Revisiting The Purpose Of The Copyright Monopoly: Science And The Useful Arts - cyphersanctus
http://torrentfreak.com/revisiting-the-purpose-of-the-copyright-monopoly-science-and-the-useful-arts-121202/

======
tzs
> The second thing we note is the “science” part. The US Constitution only
> gives Congress the right to protect works of knowledge – educational works,
> if you like – with a copyright monopoly. “Creative works” such as movies and
> music are nowhere to be found whatsoever in this empowerment of Congress to
> create temporary government-sanctioned monopolies.

"Science" in the 18th century did not mean the same thing it does now.

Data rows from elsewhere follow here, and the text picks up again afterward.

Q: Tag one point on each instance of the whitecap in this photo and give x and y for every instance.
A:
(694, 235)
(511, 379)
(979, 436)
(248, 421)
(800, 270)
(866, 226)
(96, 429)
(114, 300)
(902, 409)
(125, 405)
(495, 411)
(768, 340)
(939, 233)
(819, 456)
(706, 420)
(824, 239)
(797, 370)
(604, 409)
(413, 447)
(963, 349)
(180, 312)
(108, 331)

What we
now call "science" would have been called "natural philosophy" back then.
There was not much discussion of the copyright clause when the Constitution
was being drafted, and the changes between drafts seem to have been more due
to bikesheding than due to legal concerns.

The main intent of the copyright clause seems to have been to allow for a
Federal law to provide a uniform replacement for the patchwork of common law
and state law that was currently in effect. They didn't feel the need to
specify in great deal exactly what types of works could be covered because
that was implicitly the kind of works state and common law copyright covered.

From the very first Congress onward, Congress and the Supreme Court took this
as basically being any work of authorship.